Title: Elastic Cloud Services: Scaling Snowflake’s Control Plane
Snowflake’s “Data Cloud” enables data storage, processing, and analytic solutions in a performant, easy to use, and flexible manner. Although cloud service providers provide the foundational infrastructure to run and scale a variety of workloads, operating Snowflake on cloud infrastructure presents interesting challenges. Customers expect Snowflake to be available at all times and to run their workloads with high performance. Behind the scenes, the software that runs customer workloads needs to be serviced and managed. Additionally, failures in individual components such as Virtual Machines (VM) need to be handled without disrupting running workloads. As a result, lifecycle management of compute artifacts, their scheduling and placement, software rollout (and rollback) processes, replication, failure detection, automatic scaling, and load balancing become extremely important.
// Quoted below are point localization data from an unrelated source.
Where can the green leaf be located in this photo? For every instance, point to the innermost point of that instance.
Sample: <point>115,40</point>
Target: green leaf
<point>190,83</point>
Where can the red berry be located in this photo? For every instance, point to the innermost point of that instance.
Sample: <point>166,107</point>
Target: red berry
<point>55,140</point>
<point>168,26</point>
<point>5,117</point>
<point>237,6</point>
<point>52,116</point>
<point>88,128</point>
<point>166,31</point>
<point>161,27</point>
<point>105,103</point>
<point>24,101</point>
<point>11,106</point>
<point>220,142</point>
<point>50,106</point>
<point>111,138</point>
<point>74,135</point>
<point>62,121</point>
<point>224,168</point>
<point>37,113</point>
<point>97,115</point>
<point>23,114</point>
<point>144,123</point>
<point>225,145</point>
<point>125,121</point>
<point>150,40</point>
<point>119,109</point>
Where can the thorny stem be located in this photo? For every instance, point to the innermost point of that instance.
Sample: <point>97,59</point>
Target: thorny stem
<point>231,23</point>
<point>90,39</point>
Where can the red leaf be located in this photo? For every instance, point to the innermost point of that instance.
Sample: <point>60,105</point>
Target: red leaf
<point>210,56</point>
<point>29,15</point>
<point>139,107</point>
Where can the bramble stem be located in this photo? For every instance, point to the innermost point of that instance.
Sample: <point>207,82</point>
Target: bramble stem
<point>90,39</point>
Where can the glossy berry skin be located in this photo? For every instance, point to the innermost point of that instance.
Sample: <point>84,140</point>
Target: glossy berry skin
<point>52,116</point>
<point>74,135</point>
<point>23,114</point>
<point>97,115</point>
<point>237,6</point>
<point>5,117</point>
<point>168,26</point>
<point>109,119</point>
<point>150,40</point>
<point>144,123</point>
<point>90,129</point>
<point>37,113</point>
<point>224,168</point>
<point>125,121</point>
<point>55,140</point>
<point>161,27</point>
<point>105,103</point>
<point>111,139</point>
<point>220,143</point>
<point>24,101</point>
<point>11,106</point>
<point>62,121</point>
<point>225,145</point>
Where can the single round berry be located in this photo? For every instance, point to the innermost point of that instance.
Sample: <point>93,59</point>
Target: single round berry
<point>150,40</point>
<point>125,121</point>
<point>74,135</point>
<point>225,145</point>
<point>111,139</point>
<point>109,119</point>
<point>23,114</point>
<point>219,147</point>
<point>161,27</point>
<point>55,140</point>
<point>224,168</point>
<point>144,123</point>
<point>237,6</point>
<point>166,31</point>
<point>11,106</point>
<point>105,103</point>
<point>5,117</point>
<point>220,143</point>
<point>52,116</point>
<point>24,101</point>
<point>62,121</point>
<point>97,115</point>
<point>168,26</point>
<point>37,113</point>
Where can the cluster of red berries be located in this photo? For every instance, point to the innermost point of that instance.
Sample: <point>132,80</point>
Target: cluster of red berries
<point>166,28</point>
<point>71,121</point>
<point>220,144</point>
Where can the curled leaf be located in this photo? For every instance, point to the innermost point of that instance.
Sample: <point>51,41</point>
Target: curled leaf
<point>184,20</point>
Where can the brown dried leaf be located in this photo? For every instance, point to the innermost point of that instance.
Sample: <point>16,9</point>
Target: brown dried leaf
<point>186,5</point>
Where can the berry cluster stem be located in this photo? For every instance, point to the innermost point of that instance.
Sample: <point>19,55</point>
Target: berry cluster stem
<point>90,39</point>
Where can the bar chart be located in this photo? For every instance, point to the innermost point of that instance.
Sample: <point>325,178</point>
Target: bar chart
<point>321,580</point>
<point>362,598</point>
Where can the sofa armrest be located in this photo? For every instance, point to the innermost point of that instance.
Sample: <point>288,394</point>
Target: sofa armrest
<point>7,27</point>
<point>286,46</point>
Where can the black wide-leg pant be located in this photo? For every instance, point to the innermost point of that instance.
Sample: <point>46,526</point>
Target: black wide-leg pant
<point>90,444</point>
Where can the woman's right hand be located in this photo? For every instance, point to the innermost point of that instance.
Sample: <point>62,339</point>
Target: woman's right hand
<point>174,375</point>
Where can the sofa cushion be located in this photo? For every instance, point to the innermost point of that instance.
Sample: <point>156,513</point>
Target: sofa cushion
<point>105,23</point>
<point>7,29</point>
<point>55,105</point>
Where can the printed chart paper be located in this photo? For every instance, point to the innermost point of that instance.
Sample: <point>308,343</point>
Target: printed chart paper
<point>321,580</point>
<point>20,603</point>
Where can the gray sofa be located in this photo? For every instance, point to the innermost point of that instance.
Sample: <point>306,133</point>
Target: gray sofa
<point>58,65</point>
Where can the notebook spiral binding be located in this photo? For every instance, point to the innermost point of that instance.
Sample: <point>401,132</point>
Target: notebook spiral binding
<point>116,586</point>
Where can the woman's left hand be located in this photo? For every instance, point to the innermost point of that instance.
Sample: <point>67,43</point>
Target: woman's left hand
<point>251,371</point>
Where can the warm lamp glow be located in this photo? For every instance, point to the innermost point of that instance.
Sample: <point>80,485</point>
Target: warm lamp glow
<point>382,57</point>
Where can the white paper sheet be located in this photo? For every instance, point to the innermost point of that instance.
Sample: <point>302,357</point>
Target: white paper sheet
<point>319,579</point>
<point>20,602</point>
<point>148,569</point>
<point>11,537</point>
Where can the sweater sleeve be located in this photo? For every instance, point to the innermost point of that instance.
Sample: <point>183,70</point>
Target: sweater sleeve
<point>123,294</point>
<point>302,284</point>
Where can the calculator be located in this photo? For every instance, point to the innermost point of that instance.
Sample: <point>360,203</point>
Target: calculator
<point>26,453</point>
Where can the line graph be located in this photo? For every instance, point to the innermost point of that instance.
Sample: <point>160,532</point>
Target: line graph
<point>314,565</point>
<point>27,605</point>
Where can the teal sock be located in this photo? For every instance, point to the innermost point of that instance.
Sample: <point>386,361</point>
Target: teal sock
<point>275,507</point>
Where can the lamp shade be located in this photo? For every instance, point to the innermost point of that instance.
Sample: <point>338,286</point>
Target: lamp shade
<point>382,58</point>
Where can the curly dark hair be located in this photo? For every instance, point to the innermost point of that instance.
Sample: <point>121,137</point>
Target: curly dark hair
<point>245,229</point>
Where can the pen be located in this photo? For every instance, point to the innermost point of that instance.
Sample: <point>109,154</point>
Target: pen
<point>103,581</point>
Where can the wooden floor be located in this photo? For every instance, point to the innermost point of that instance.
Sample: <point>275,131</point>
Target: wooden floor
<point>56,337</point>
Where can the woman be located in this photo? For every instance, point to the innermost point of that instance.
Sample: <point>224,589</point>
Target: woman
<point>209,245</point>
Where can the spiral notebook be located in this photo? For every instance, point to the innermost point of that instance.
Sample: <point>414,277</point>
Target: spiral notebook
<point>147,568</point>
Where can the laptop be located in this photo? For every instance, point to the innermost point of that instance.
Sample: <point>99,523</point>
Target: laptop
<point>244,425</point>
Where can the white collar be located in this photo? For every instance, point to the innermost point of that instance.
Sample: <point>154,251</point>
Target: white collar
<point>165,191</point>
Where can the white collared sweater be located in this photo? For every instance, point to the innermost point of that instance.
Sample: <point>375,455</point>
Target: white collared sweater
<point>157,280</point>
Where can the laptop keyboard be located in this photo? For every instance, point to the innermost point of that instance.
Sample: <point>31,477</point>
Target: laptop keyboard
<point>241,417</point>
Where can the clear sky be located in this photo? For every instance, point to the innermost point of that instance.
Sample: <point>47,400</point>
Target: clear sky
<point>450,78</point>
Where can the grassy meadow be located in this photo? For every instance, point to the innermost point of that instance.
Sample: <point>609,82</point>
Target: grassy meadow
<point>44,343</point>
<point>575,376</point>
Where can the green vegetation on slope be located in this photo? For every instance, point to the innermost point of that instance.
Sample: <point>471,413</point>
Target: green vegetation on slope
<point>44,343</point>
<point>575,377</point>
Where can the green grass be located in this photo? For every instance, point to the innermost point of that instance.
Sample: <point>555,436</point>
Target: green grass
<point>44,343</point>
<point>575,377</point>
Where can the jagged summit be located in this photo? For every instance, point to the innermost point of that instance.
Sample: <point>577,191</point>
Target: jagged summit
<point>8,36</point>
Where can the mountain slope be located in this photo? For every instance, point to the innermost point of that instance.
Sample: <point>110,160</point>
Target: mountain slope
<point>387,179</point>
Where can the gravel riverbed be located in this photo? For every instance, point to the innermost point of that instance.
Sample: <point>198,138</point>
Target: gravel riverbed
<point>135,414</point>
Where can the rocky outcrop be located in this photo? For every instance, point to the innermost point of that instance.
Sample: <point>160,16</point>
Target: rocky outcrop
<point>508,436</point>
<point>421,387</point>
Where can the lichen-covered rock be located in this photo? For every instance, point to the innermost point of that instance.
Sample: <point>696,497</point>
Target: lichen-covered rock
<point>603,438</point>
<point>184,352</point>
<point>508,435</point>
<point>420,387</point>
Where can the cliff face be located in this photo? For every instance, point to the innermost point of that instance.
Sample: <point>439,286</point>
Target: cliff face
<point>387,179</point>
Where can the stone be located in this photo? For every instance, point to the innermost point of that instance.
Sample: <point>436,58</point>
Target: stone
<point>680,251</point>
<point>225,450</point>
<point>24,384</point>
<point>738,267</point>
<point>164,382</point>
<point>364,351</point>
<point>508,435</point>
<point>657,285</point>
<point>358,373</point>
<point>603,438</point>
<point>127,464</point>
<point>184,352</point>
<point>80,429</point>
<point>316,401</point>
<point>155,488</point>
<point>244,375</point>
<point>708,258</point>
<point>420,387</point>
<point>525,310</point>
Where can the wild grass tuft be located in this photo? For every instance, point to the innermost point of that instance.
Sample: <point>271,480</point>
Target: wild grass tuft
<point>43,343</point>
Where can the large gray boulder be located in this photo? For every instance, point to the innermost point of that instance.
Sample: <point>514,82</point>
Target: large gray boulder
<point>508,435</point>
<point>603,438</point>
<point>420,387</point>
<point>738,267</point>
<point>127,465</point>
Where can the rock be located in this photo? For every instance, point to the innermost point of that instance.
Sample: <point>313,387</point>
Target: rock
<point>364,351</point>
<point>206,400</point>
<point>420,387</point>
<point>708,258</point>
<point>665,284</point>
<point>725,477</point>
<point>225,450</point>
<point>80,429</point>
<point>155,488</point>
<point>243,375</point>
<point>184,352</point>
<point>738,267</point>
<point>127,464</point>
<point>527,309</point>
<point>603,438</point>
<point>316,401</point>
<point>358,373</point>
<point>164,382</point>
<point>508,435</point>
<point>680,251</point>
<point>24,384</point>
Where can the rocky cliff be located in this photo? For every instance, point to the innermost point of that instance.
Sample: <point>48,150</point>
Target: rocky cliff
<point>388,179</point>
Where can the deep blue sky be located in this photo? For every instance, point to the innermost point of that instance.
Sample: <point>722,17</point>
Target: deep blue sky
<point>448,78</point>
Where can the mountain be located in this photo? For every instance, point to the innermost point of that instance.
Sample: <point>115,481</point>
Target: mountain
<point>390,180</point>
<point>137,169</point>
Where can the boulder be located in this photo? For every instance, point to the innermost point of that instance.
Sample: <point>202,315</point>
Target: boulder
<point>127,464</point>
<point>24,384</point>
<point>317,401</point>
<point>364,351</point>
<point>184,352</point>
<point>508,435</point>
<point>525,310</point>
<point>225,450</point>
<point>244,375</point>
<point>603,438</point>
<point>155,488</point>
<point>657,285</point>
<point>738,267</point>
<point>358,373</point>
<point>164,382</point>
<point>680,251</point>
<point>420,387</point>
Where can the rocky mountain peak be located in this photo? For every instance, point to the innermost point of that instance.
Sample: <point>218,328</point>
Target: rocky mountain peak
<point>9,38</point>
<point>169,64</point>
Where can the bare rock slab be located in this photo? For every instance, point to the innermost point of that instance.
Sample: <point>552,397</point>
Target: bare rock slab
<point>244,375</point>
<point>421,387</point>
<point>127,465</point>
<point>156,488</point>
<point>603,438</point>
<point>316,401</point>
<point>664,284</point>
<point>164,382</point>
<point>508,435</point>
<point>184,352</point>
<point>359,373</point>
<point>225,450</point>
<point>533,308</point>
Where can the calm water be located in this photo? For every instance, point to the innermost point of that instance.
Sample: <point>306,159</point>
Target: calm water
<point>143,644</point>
In this talk, we will cover the design and operation of Snowflake’s Elastic Cloud Services (ECS) layer that manages cloud resources at global scale to meet the needs of the Snowflake Data Cloud. It provides the control plane to enable elasticity, availability, fault tolerance and efficient execution of customer workloads. ECS runs on multiple cloud service providers and provides capabilities such as cluster management, safe code rollout and rollback, management of pre-started pools of running VMs, horizontal and vertical autoscaling, throttling of incoming requests, VM placement, load-balancing across availability zones and cross-cloud and cross-region replication.
Ioannis Papapanagiotou is a director of engineering working building a modern Blockchain Platform at Gemini. Ioannis is also a research assistant professor at the University of New Mexico. He holds a dual Ph.D. degree in Computer Engineering and Operations Research. His main focus is on data platforms, cloud computing, and corporate culture. In the past, Ioannis served as the senior manager of the Services organization at Snowflake supporting the cores services of the Snowflake’s Data Cloud. Prior to that, Ioannis was a senior manager at Netflix’s Data Platform building from ground up the storage and data integrations team and also serving as the leader of the key/value stores and database streaming infrastructure. Ioannis has served in the faculty ranks of Purdue University (tenure-track) and NC State University, and was an engineer at IBM and a mentor to several startups. He has been awarded the NetApp faculty fellowship and established an Nvidia CUDA Research Center at Purdue University. Ioannis has also received the IBM Ph.D. Fellowship, Academy of Athens Ph.D. Fellowship for his Ph.D. research, and best paper awards in several IEEE conferences for his academic contributions. Ioannis has authored a number of research articles and patents. Ioannis is a senior member of ACM and IEEE.